Personal information
- Born: October 13, 1950 Hinsdale, Illinois, U.S.
- Died: October 8, 2022 (aged 71)
- Listed height: 6 ft 6 in (1.98 m)
- Listed weight: 243 lb (110 kg)

Career information
- High school: Menlo-Atherton (Atherton, California)
- College: Oregon
- NFL draft: 1973: 2nd round, 52nd overall pick

Career history
- Miami Dolphins (1973); Southern California Sun (1974–1975); San Diego Chargers (1975–1977); Chicago Bears (1977);

Awards and highlights
- Super Bowl champion (VIII);
- Stats at Pro Football Reference

= Chuck Bradley (tight end) =

American football player (1950–2022)

Charles John Bradley (October 13, 1950 – October 8, 2022) was an American professional football tight end who played three seasons in the National Football League (NFL) with the San Diego Chargers and Chicago Bears. He was selected by the Miami Dolphins in the second round of the 1973 NFL draft after playing college football at the University of Oregon. Bradley was also a member of the Southern California Sun of the World Football League (WFL).

==Early life and college==
Charles John Bradley was born on October 13, 1950, in Hinsdale, Illinois. He attended Menlo-Atherton High School, in Atherton, California.

Bradley played college football for the Oregon Ducks of the University of Oregon. He caught 12 passes for 202 yards and one touchdown in 1971 as a tight end. He converted to center in 1972. After the 1972 season, Bradley was invited to play in the Senior Bowl and the East–West Shrine Game.

==Professional career==
Bradley was selected by the Miami Dolphins in the second round, with the 52nd overall pick, of the 1973 NFL draft as a guard and center. He never played for the Dolphins. He was injured during the 1973 preseason and placed on injured reserve and then waived by the Dolphins before the 1974 season.

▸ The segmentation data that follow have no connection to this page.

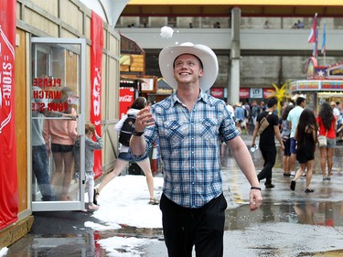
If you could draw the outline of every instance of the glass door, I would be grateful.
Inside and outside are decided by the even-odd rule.
[[[83,209],[86,40],[31,43],[32,210]]]

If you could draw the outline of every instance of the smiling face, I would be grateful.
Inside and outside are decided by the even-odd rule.
[[[174,78],[177,84],[199,85],[198,79],[203,76],[200,60],[191,54],[178,56],[174,61]]]

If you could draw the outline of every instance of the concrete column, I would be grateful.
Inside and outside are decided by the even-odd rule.
[[[229,102],[233,105],[240,101],[240,64],[241,64],[241,9],[231,9],[231,50],[230,74],[229,82]]]

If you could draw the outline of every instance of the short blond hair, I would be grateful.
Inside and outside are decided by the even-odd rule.
[[[88,134],[89,132],[95,133],[95,125],[92,123],[88,123],[85,125],[85,133]]]

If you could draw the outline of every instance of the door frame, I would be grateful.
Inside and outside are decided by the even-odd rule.
[[[31,59],[32,63],[32,51],[35,48],[32,47],[33,44],[56,44],[56,45],[78,45],[80,46],[80,90],[79,90],[79,104],[80,104],[80,113],[78,115],[78,134],[80,138],[80,163],[84,164],[85,162],[85,98],[86,98],[86,38],[61,38],[61,37],[31,37],[30,43],[30,56],[29,59]],[[32,74],[28,76],[32,77]],[[32,81],[32,78],[30,80]],[[31,86],[31,85],[30,85]],[[29,91],[31,93],[31,91]],[[30,115],[32,117],[32,115]],[[31,118],[32,119],[32,118]],[[30,130],[31,130],[31,120],[30,120]],[[31,149],[31,145],[30,148]],[[32,158],[32,157],[31,157]],[[32,161],[30,162],[32,163]],[[31,167],[31,172],[32,167]],[[84,166],[80,165],[80,179],[79,183],[79,198],[80,200],[70,200],[70,201],[33,201],[31,200],[32,204],[32,211],[59,211],[59,210],[82,210],[85,209],[84,203],[84,192],[85,187],[84,183],[85,180],[81,177],[84,177]],[[32,175],[32,177],[34,177]],[[31,184],[31,190],[29,191],[32,193],[32,183]]]

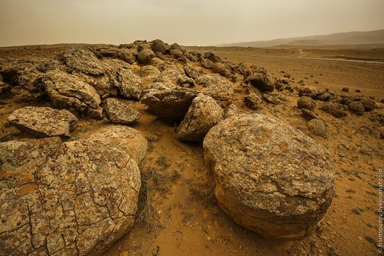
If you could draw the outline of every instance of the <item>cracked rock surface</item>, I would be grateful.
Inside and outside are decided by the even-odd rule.
[[[94,87],[74,75],[60,70],[45,73],[43,82],[47,94],[58,107],[74,107],[87,112],[91,117],[102,118],[101,100]]]
[[[71,126],[77,119],[67,110],[25,107],[15,110],[8,121],[21,130],[40,137],[70,137]]]
[[[223,110],[212,97],[198,95],[177,128],[176,138],[190,142],[204,140],[209,129],[223,119]]]
[[[105,106],[107,117],[115,123],[129,124],[135,123],[140,117],[140,114],[122,100],[108,98]]]
[[[219,205],[262,236],[300,239],[331,204],[334,167],[327,149],[278,119],[231,116],[208,132],[203,146]]]
[[[124,147],[14,140],[0,161],[1,255],[102,255],[133,225],[140,174]]]

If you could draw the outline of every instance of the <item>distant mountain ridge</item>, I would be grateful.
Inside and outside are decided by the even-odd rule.
[[[220,46],[242,46],[266,47],[281,45],[339,45],[384,43],[384,29],[372,31],[336,33],[297,38],[280,38],[265,41],[252,41],[224,44]]]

Bradley signed with the Southern California Sun of the World Football League (WFL) on September 17, 1974. He played in nine games for the Sun as a center during the 1974 season. He re-signed with the team on June 12, 1975. Bradley appeared in 12 games as a tight end during the 1975 WFL season, catching 27 passes for 459 yards and one touchdown.

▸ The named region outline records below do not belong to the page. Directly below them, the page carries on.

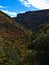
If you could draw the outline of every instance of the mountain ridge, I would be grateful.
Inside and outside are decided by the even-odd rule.
[[[49,21],[49,9],[28,11],[26,13],[18,14],[14,19],[26,28],[35,31],[40,24]]]

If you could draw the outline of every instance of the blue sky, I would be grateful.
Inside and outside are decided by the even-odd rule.
[[[49,0],[0,0],[0,10],[11,17],[41,9],[49,9]]]

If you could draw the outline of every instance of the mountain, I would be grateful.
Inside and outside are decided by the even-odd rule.
[[[0,65],[23,65],[21,60],[28,52],[30,33],[0,11]]]
[[[40,24],[49,21],[49,9],[18,14],[14,19],[26,28],[35,31]]]

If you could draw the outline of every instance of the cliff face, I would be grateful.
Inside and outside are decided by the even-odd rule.
[[[49,10],[30,11],[18,14],[14,19],[28,29],[35,31],[40,24],[49,21]]]

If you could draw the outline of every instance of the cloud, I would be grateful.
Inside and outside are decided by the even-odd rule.
[[[49,0],[19,0],[26,7],[36,7],[38,9],[49,9]]]
[[[17,16],[17,13],[16,13],[16,12],[10,12],[10,11],[8,11],[8,10],[1,10],[1,11],[3,11],[4,13],[8,14],[8,15],[11,16],[11,17]]]
[[[0,8],[5,8],[5,7],[0,5]]]

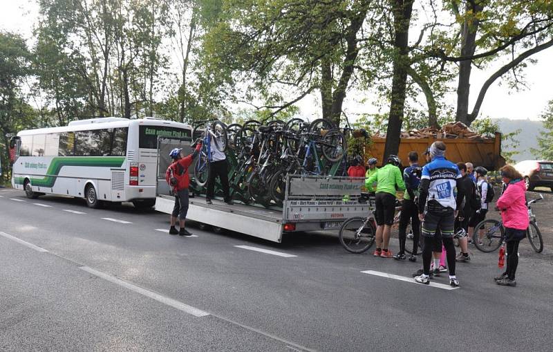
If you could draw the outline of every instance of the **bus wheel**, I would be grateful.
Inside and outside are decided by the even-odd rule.
[[[23,187],[25,189],[25,195],[27,196],[27,198],[29,199],[36,199],[38,198],[39,194],[37,192],[32,192],[32,187],[30,187],[30,181],[29,180],[25,180],[25,184]]]
[[[97,208],[100,207],[100,201],[98,201],[98,196],[96,194],[96,189],[92,185],[86,186],[84,191],[84,198],[86,199],[86,205],[88,207]]]
[[[156,205],[156,199],[142,199],[133,201],[133,205],[136,209],[149,209]]]

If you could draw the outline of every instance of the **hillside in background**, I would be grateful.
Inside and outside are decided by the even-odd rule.
[[[538,147],[537,138],[539,137],[540,131],[543,129],[541,121],[531,120],[509,120],[507,118],[494,119],[499,125],[499,129],[503,133],[508,133],[517,129],[521,129],[521,133],[516,136],[520,142],[517,149],[520,151],[513,156],[516,161],[527,159],[534,159],[531,149]],[[508,148],[506,148],[508,150]]]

Bradley was signed by the San Diego Chargers on November 26, 1975. He played in four games at tight end during the 1975 NFL season and caught one pass for 42 yards. He played in seven games for the Chargers in 1976 and recorded one reception for seven yards. Bradley played in one game for San Diego in 1977 before being released on September 19, 1977.

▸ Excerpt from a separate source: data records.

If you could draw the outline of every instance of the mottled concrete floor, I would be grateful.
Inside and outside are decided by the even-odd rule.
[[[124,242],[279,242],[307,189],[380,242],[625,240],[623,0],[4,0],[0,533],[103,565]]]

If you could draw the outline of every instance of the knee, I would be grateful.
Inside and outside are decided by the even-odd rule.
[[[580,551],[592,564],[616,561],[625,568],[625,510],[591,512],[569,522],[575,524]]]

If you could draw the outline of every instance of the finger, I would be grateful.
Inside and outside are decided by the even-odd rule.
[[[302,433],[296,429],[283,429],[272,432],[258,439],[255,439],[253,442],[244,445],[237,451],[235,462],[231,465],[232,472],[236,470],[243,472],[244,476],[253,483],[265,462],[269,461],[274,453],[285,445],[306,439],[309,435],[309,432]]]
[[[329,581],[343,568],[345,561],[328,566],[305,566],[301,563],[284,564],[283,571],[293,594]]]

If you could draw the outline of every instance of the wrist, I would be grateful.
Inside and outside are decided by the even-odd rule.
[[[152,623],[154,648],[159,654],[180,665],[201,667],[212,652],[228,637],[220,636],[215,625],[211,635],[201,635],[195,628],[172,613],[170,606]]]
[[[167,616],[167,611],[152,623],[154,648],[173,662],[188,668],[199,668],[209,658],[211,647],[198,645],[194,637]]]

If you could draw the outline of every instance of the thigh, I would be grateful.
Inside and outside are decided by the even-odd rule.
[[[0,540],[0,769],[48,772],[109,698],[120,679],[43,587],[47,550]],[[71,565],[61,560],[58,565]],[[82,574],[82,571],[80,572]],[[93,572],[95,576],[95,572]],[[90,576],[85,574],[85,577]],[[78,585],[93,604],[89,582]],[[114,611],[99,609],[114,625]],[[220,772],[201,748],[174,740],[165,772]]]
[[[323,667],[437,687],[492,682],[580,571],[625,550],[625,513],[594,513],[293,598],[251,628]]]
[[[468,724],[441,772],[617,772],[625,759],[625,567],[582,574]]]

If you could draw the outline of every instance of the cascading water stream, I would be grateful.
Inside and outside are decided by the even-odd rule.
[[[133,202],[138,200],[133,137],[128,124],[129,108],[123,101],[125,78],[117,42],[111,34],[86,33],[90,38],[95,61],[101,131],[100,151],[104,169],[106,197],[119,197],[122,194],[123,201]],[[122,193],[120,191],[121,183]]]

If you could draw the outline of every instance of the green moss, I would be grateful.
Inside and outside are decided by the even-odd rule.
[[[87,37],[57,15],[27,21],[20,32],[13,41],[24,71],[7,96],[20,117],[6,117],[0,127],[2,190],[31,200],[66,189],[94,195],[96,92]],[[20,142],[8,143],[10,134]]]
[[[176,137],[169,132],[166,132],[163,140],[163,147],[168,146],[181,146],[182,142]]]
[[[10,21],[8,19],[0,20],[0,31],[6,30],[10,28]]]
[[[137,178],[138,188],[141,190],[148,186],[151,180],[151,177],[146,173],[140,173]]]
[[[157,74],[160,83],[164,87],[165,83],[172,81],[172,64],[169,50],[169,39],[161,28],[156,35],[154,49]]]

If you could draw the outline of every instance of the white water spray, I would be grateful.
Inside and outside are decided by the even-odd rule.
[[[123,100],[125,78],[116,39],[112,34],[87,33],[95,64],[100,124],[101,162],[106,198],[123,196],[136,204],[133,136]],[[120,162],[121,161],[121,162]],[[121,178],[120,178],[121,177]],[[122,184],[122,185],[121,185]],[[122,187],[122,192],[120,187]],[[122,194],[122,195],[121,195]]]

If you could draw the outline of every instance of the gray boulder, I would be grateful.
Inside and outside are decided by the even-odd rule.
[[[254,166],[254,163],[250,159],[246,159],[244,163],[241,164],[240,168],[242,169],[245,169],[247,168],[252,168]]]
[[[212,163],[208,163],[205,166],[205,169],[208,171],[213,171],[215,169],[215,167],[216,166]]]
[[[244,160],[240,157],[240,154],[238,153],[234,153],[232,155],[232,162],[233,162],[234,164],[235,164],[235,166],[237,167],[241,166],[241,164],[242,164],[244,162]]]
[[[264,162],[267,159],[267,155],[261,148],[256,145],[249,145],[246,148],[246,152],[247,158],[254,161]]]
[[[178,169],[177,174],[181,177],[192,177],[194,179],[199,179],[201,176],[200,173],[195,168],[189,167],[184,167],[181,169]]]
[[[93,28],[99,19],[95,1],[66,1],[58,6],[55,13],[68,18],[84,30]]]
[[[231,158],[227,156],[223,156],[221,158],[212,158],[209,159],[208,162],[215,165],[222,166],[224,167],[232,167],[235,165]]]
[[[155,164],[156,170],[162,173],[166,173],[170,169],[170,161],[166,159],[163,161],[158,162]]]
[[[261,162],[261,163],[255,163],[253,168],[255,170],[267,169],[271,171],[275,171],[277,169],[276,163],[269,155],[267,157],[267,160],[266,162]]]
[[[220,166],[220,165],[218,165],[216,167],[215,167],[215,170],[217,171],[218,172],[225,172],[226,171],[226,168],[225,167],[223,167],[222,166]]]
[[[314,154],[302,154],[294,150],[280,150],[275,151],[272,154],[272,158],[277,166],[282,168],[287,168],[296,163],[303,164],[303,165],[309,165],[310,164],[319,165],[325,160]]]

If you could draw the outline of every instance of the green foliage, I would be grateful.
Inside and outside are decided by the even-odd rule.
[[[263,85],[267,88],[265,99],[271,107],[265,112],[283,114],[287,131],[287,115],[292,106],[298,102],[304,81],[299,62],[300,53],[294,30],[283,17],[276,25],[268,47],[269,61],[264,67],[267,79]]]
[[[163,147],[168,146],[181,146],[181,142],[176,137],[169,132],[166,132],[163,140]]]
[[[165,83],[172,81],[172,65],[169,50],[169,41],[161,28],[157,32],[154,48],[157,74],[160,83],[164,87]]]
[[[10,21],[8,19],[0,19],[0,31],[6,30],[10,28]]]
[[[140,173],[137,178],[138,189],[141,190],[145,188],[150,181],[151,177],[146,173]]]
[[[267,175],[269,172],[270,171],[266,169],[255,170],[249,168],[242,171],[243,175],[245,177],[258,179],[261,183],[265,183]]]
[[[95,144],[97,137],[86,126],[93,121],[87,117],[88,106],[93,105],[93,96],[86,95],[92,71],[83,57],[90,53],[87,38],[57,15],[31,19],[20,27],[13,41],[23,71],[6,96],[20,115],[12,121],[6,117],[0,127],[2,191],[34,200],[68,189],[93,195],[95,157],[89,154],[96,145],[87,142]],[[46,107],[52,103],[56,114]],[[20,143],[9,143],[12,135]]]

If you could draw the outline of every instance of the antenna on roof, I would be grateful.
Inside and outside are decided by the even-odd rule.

Bradley signed with the Chicago Bears on September 28, 1977. He played in seven regular season games and one postseason game for the Bears during the 1977 season. He was released on August 27, 1978.

==Personal life==
Bradley graduated from Portland State University with a master's degree. He worked as a special education teacher and also started a custom home building company. He died on October 8, 2022, at age 71.